At last, after years of yearning to see England, I had arrived in London. My spirit roused as I investigated the marvels of that immense city. My great grandparents had emigrated to Australia in the l850’s and always called England home. It was in my blood, I felt a strong connection.
I had five days in London, so I immediately set out on foot from Earl’s Court, where I was staying, and headed for Harrod’s Department Store in Kensington. A gleaming Rolls Royce graced Harrod’s window close to the Royal Patronage emblem on the side of the building, undoubtedly setting a tone of affluence and distinction. I was excited to see the interior of such a renowned and exclusive store.
I wasn’t disappointed. I roamed around various departments tempted by the outstanding selection of goods displayed for the much wealthier than I. The décor was created to captivate the emotions and indeed lure to buy. Not to be outdone by the status of my surrounds, I ordered coffee from the gourmet food hall before I set out again to walk down the Brompton Road.
It was the middle of the afternoon, I was tired, but determined to keep going and not miss any aspect of London life. As I walked along, I noticed a large, impressive church building with an Italianate façade complete with columns and high dome at the rear. A sign informed me it was the London Oratory, Church of the Immaculate Heart of Mary, built in 1880 – 1884.
I went into the church and was immediately aware of a tangible reverence, a stillness only interrupted by the people who quietly walked through, all intent on seeking prayerful solace.
A Mass was in progress in front of the High Altar. I joined the congregation and from my seat in the pew marvelled at all I could see. Candles flickered in shining gold candelabra illuminating the richness of the religious masterpiece above them. The priest wore a green chasuble, as regulated by the feast of the day, as he solemnly celebrated the Liturgy in its original Latin form. There was an enormous Chapel to the right of the High Altar decorated with huge vases of fresh English flowers A sculptured Madonna and Child traditionally vested in Cope and Crown indicated it was The Lady Chapel. To the left of where I was sitting was the St. Philip Altar in front of which lay a wax effigy of St. Philip of Neri dressed in his Eucharistic vestments.
The sweet smell of incense permeated the air as I followed behind a queue of people moving slowly down the red and ochre carpet to receive the body of Christ in communion. The choir sang a Gregorian chant, and I had reached a somewhat symbiotic state of bliss. I was no longer in the secular world of Harrod’s, but dwelt in the spirit of the sublime.

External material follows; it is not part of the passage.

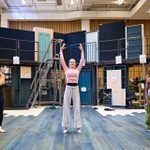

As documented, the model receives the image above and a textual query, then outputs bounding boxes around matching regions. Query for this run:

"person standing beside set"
[60,43,84,134]
[145,68,150,132]
[0,68,5,133]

After the Mass, I walked around the church investigating the other magnificent altars dedicated to the Saints of the Church. The simplest being the Calvary Altar, where above a lone prayer table hung a superbly carved wooden crucifix. The St.Wilfred Chapel contained the altar of the English martyrs and the only known religious painting by Rex Whistler. I found the large marble altar in the Lady Chapel had originally been in the Dominican Church in Brescia, Italy and the St. Patrick’s Chapel was decorated with Wood panels painted in 1517-70 by the Flemish painter Frans Floris.
I went on to ponder the wonder of the Chapels of St. Mary Magdalene, St. Joseph’s, The Sacred Heart, St. Sebastian’s and the Seven Dolours Chapel with a black and white study of Our Lady of Sorrows. The paintings and statuary in these chapels were breathtaking and small lighted candles indicated the devoted who had prayed before them.
By the time I left the Oratory I was overwhelmed with the impact the visit had made upon me and before I left London I was to be drawn back to experience these emotions three more times.
I wondered at myself devoting so much of my valuable time revisiting the same place when I could have explored so much more of London. Somehow the atmosphere in that Church answered all my needs. I was lifted out of the secular into the divine. Harrods with its enticing array of goods was merely a mirage compared to the wealth of inspiration I found at the Oratory.
I discovered The Oratory is the second largest Catholic Church in London and is home to the priests of “The Congregation of The Oratory of St. Philip Neri,” or as they are often referred to as, the “Oratarians.”
The Church is dedicated to the memory of St. Philip Neri, a zealous priest, ordained in Rome in 1551. Philip believed that music and song had the power to uplift the spirit to the divine and to that end he gathered together a small group of laymen for worship introducing them to the love of music and song. The Italians used the word ‘Oratory” to describe these gatherings. The numbers grew to such an extent that Pope Gregory XIII gave him and his followers the Church of Santa Maria in Vallicella which later became Chiesa Nuova. Then Philip formed “The Congregation of the Oratory” with a group of priests and brothers. The Oratory became one of Rome’s famous centres for sacred music. Some of the greatest musicians of the time gained inspiration and musical opportunities from the Roman Oratory. And to this day the “Oratarians” continue the tradition of St. Philip of Neri with serious devotion to worship and song.
There could be nothing finer than hearing Palestrina, Mozart and Bach echo through your heart within the walls of the London Oratory. Glory be to God.